I grew up during the cold war in Europe.
Under the constant pressure of collective fear of nuclear war. The constant subconscious knowing there is a long border one cannot cross. Behind that fence normal life is oppressed, the stores void of choice, the people grey, the cars smelly.
As a student, I travelled the long "corridor" highway with sealed exists that led to West Berlin. Crossed over to the East, passed through a highly militarised checkpoint, mirrors under the bus, young pale far too serious looking officers checking every passport, dogs waiting, the obligatory guide who had to carefully weigh every word she said, the obligatory conversion of German Marks into Eastern ones at the official exchange rate of 1:1. But if you needed more 1:10 on the black market.
I remember too being allocated a seat in a restaurant, one by one all the members of my group dispersed, surrounded by strangers. It felt totally weird. But there we did meet some young people and ended up dancing to Nina Hagen (forbidden) in a secret well-hidden disco: a warehouse door that opened for 5 minutes and then shut for the rest of the evening.

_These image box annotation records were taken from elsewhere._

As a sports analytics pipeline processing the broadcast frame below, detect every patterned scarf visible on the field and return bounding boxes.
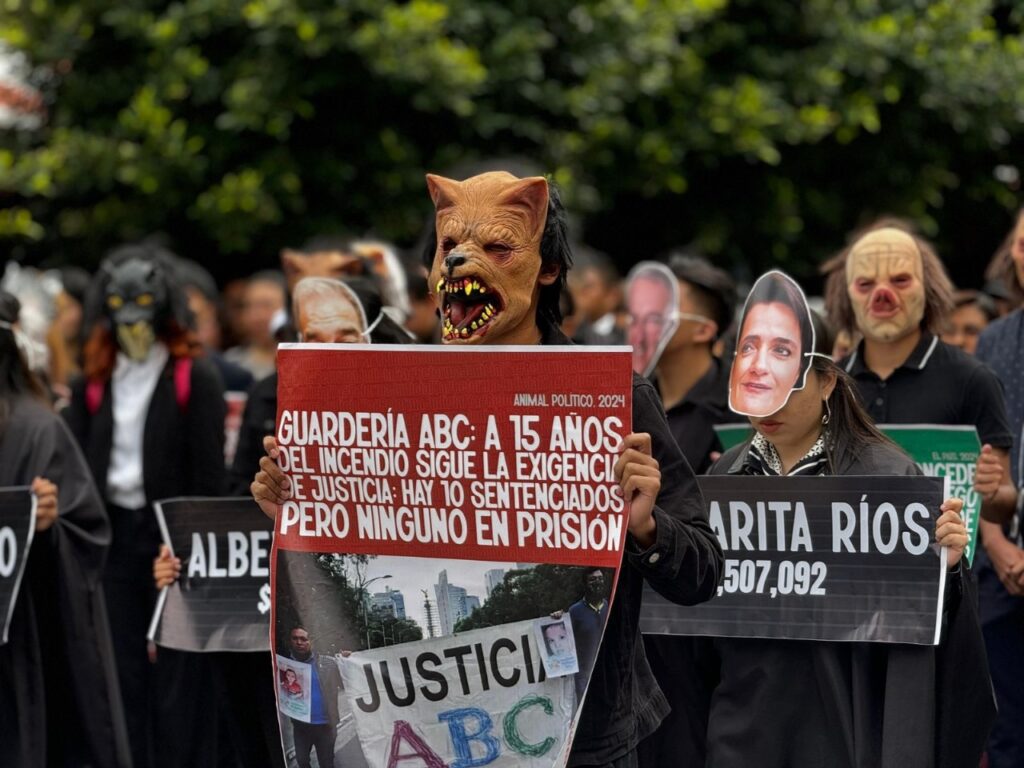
[743,431,828,475]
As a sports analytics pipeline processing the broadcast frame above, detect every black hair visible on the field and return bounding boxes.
[537,188,572,327]
[811,354,895,471]
[342,278,413,344]
[0,291,47,435]
[736,272,814,381]
[669,251,736,337]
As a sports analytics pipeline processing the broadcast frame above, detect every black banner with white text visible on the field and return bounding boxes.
[641,475,946,645]
[0,487,36,645]
[150,499,273,651]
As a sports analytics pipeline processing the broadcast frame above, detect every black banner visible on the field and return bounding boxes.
[641,475,946,645]
[0,487,36,645]
[150,499,273,651]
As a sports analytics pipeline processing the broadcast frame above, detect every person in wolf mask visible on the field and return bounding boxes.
[65,245,225,766]
[251,172,722,768]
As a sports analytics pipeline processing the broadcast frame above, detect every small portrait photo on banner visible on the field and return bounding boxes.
[278,654,312,723]
[534,614,580,677]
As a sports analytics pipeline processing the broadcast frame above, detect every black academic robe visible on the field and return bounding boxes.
[0,397,131,768]
[701,443,995,768]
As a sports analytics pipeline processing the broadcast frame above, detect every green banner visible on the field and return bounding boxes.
[715,424,981,563]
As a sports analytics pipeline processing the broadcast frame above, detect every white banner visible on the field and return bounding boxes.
[337,618,574,768]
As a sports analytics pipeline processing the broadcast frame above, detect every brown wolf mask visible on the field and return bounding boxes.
[427,171,559,344]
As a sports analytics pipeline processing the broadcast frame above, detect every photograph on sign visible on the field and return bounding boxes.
[729,270,814,418]
[271,345,632,768]
[148,498,273,652]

Sur- or rather unreal, Kafkaesque, dream-state, threatening, scary, but to live there degrading, worst of all without much hope for a better future...
Then out of nothing all of a sudden it ended.

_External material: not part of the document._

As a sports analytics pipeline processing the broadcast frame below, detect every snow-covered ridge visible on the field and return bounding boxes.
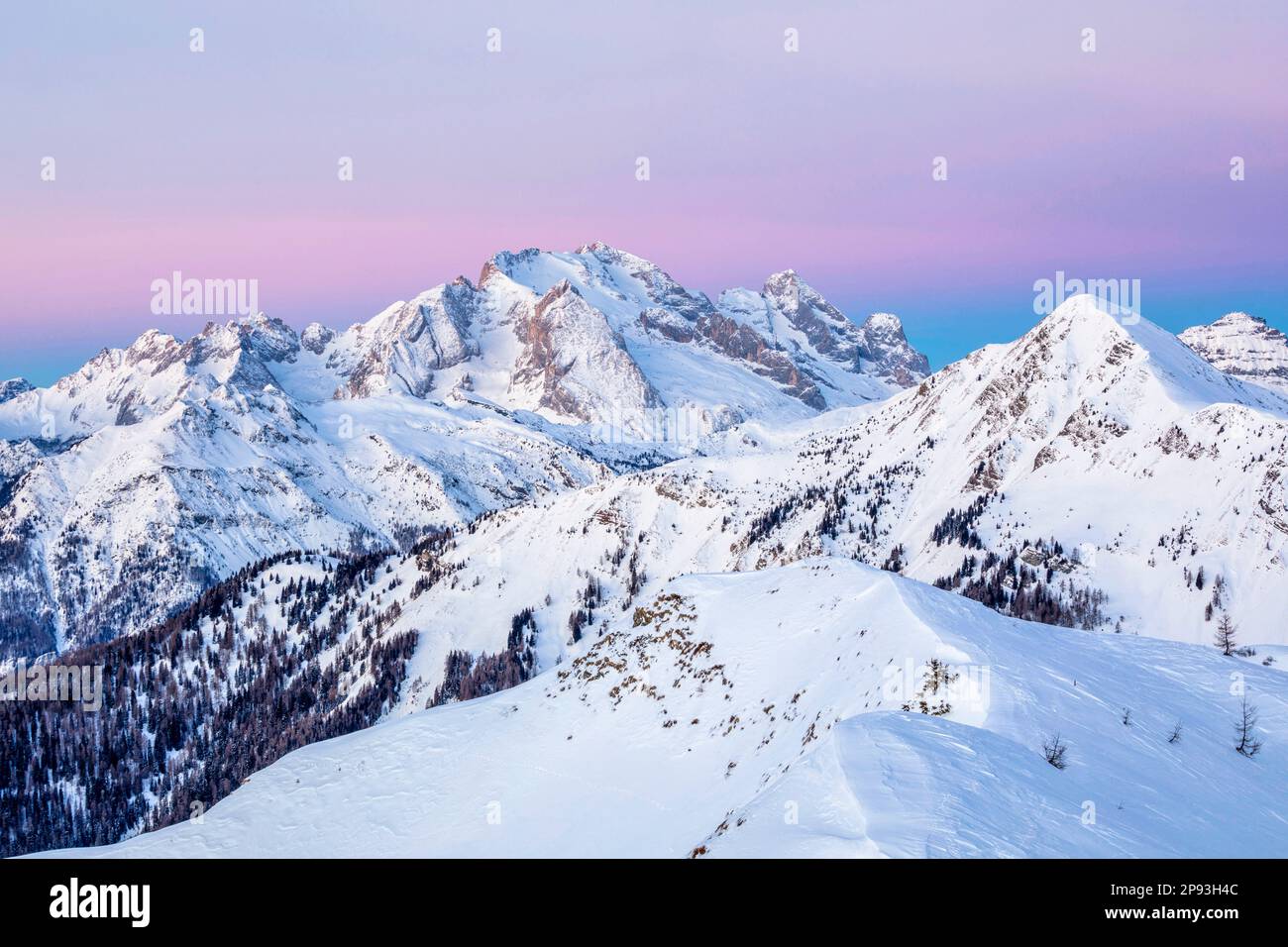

I remember the first free Polish youngsters hitchhiking their way across Europe to find better-paid work. Giving them a lift, sharing my house with them, because I knew how terribly expensive everything in my country was for them. I remember walking the streets of Amsterdam, hearing a whole new gamma of languages being spoken. Now I was able to travel freely East to visit lots of new places and interesting cities.
It's so hard to explain how deeply liberating the end of the cold war felt. A huge weight lifted off all of our shoulders.
My deepest and sincere gratitude to Mikhail Gorbachev for ending this madness. And my loathing to all that want to take us back there.